Отделившись от большинства таких же испуганных и растерянных пассажиров, эта женщина прошла сквозь завесу лилового дыма и поглядела на безликую массу дерущихся горожан. На бордюре моей привокзальной площади кто-то бросил разорванный мятый плакат, по которому уже успели пройтись ногами.

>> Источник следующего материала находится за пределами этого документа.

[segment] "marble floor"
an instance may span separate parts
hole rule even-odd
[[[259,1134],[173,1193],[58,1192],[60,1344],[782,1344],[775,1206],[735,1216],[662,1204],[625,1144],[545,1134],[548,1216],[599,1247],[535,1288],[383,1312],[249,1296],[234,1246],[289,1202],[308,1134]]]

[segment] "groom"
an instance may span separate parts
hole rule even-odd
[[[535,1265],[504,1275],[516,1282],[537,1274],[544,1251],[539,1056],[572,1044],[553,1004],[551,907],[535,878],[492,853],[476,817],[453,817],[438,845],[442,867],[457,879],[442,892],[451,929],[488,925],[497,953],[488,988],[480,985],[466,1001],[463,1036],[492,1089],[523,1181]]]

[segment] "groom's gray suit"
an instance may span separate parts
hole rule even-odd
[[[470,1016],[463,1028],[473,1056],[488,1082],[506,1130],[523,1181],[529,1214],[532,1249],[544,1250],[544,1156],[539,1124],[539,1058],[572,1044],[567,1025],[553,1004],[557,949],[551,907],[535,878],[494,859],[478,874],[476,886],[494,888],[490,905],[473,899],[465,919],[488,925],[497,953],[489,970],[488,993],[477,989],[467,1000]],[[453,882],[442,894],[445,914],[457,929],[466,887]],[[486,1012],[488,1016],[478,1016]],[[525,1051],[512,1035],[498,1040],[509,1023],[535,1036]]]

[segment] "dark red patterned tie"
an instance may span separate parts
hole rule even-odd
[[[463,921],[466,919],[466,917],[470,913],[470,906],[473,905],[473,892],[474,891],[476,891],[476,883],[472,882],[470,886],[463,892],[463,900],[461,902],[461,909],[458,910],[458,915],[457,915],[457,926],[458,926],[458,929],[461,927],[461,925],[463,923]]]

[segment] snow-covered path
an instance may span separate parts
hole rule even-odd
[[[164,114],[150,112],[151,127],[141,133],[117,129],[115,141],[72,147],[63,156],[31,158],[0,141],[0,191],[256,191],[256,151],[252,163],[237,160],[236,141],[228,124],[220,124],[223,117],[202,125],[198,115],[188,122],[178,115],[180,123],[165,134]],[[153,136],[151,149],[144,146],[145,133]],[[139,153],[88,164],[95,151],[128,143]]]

«Немцев – в болото! Русским – работу!» – прочитала она истоптанную ботинками надпись под красочным изображением тонущего в болоте фашиста с жабой на голове.
Вдруг, из царившего на площади шума раздался пронзительный женский крик. Чей-то нож отлетел к бордюру и закрутился у самых ног моей гостьи. За ножом, из месива тел, сцепившихся в драке, выбежал парень с длинными русыми волосами, собранными в жидкий блестящий хвост. Взглянув на растерянную незнакомку, он сверкнул тонкой белозубой улыбкой:
– С прибытием в Судный, крошка!
И, подобрав нож, поспешил обратно в толпу. Проводив его взглядом, моя прелестная гостья увидела трёх женщин, одна из которых отчаянно вырывалась, громко крича. Две другие держали её, заломив за спину обе руки и вцепившись в пышные волнистые пряди её светло-зелёных волос.
– А теперь подстрижёмся, красавица, – злорадно произнёс парень, раскрыв складной нож перед её заплаканным потным лицом.
Та подняла на него свои большие желтовато-зелёные очи, полные боли и злости.
– О, да ты у нас носишь линзы! – рассмеялся парнишка и быстро отсёк ножиком длинную завитую прядь, затем вторую, и третью.
– Остановитесь! – вмешалась моя храбрая гостья, не в силах смотреть на это.
Обе женщины, державшие свою жертву, одновременно обернулись на голос.
– Не лезь! – грубо ответила та, что была моложе, сверкая серьгами-обручами в ушах.